In the meantime, while the price declines filter into the consumer market, demand has cooled down.

“The do-it-yourself sector, it’s not as robust as it was a year ago when homeowners were locked down and using stimulus and travel money to do a lot of home improvement,” said Shawn Church, editor of Fastmarkets Random Lengths, a trade publication that covers the industry.

The professional homebuilding industry, the largest source of demand for lumber, is also decelerating from a breakneck pace, with some builders citing high prices for wood as a reason to hold off on construction.

Those decisions by consumers and companies are a major reason some analysts think the recent rise in inflation is the result of temporary mismatches in supply and demand, rather than a harbinger of runaway price increases stoked by all the money pouring into the economy.

The Federal Reserve has created trillions of new dollars since the coronavirus hit and kept interest rates at rock-bottom levels.

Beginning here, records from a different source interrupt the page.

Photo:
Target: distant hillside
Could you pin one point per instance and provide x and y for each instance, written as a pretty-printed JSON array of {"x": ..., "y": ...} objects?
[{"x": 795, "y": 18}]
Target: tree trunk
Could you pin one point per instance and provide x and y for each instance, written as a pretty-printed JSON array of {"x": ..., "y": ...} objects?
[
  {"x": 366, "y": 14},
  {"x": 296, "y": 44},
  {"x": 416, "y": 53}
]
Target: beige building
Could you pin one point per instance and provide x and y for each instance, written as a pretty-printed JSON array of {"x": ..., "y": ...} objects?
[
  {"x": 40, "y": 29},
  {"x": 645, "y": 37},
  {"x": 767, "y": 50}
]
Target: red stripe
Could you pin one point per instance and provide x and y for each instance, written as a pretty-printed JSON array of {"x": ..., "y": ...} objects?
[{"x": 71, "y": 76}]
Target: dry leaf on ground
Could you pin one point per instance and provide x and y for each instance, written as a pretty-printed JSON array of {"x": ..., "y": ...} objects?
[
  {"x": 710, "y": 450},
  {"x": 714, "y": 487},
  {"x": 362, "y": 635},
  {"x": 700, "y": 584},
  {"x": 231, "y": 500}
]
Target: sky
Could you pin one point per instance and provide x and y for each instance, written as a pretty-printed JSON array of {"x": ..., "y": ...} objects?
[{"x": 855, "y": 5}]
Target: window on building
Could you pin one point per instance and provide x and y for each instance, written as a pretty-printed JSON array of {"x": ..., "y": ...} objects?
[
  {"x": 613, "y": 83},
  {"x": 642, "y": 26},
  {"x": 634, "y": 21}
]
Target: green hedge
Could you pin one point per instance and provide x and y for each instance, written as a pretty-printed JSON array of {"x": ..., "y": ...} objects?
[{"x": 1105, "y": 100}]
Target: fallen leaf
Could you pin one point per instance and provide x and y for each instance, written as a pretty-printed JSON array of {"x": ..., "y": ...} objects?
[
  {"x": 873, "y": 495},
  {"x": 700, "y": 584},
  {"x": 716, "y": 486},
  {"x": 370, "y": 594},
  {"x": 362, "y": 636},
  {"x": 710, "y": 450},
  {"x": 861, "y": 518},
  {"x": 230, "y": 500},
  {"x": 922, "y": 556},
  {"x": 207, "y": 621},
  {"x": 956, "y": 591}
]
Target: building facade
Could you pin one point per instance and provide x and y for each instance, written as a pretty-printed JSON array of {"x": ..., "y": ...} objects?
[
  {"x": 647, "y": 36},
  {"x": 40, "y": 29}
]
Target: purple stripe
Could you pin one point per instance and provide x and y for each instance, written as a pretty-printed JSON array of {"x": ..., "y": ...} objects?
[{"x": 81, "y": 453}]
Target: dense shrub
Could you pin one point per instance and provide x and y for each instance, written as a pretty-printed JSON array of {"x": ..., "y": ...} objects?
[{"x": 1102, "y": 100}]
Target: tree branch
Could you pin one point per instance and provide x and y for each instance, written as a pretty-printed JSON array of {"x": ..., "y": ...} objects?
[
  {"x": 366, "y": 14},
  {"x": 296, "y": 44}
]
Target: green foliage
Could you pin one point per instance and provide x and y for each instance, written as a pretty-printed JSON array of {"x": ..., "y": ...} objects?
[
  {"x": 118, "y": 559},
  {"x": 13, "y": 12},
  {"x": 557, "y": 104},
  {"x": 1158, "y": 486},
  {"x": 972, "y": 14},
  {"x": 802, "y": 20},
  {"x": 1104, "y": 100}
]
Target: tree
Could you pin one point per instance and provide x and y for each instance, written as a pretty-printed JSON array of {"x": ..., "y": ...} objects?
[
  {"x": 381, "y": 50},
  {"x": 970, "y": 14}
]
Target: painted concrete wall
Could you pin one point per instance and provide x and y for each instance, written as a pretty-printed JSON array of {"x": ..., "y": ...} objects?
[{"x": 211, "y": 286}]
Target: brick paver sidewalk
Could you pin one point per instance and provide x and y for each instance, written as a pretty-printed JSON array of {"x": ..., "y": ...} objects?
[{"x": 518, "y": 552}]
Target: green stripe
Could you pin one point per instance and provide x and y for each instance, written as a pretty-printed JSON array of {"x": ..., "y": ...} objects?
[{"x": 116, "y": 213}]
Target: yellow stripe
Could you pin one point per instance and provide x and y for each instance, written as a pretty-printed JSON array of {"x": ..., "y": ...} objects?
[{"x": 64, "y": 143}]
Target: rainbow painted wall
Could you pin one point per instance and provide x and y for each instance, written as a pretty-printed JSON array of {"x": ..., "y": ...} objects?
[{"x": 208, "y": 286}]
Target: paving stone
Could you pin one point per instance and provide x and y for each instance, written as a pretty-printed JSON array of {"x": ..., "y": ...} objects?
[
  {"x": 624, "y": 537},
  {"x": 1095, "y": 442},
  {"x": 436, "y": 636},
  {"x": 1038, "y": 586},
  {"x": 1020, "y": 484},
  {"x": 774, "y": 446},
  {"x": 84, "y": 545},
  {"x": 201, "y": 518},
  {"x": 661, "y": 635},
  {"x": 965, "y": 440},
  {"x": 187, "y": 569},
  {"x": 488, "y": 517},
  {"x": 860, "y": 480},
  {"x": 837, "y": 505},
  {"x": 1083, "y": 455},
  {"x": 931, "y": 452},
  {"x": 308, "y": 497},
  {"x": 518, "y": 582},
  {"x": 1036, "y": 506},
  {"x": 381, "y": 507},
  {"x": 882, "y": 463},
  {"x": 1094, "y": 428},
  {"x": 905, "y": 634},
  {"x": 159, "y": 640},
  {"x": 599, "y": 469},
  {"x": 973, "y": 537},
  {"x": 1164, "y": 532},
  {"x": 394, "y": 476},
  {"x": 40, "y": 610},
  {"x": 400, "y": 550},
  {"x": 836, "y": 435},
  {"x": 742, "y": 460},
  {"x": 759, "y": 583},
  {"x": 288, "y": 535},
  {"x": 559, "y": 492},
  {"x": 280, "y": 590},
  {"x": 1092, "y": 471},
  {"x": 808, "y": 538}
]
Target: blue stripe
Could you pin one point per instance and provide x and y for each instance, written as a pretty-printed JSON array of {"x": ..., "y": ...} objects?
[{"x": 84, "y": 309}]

At the same time, the federal government is running record deficits, driven by spending on relief measures like stimulus checks, enhanced unemployment benefits and small-business relief efforts in a bid to hasten the recovery from the pandemic.

Recent economic indicators have given credence to the idea that all that easy money will trigger inflation: In May, the Consumer Price Index, a broad measure of the costs of typical items that Americans buy, rose 5 percent compared from a year earlier — the fastest pace in 13 years.

But runaway inflation of the kind seen in the United States in the late 1960s and 1970s is a psychological process as much as an economic one. When inflationary expectations take hold, people become convinced that prices are on a never-ending escalator. They rush to buy now, at any price, and increases become a self-fulfilling prophecy.

Instead, the lumber market’s behavior is a sign of consumer sanity, said Kristina Hooper, chief global market strategist at the investment management firm Invesco.

“We don’t have that kind of buying frenzy that creates sustained inflation,” she said. “To me, this is very, very different than the 1970s.”

Officials at the Fed, who have long argued that any price rise would be temporary, view the situation in much the same way.

“Our expectation is that these high inflation readings that we’re seeing now will start to abate,” the Fed chair, Jerome H. Powell, said at a news conference on Wednesday after the central bank’s most recent decision to leave interest rates unchanged. “That’s what we think. And it’ll be like the lumber experience.”

Other experts aren’t so sure.

Michael Strain, an economist at the American Enterprise Institute, a right-leaning think tank, said problems with the supply chains for lumber, semiconductors and automobiles were likely to resolve themselves over time, helping to bring down prices that have spiked recently. But the risk of inflation doesn’t depend on continuously rising prices for the same set of commodities.

“The question instead is whether or not the existence of these one-off factors, kind of one after the other, sustained over a period of several months, will change the way people think about future price increases and make them more likely to go into their bosses’ offices, demand a raise,” Mr. Strain said. “And I think the answer at this point is we don’t know.”

Selective workers have been a challenge for Hankins Lumber.

The company recently opened a second sawmill to cut timber posts out of smaller trees, bringing its total employment to nearly 200. But Mr. Hankins said he had to hold two job fairs to hire 45 people to work in sometimes grueling conditions: Workdays last from 5:30 a.m. to 6:30 p.m., with half-days on Saturday. In the lumber mill, workers wrestle logs into position, clear jams and replace saw blades in cutting sheds thick with sawdust and without air conditioning.

The temperature outside on Wednesday was 92 degrees, Mr. Hankins said. Inside the mill it was 110.

“It’s a lot of hard labor that goes into it, to make the product that we make,” he said.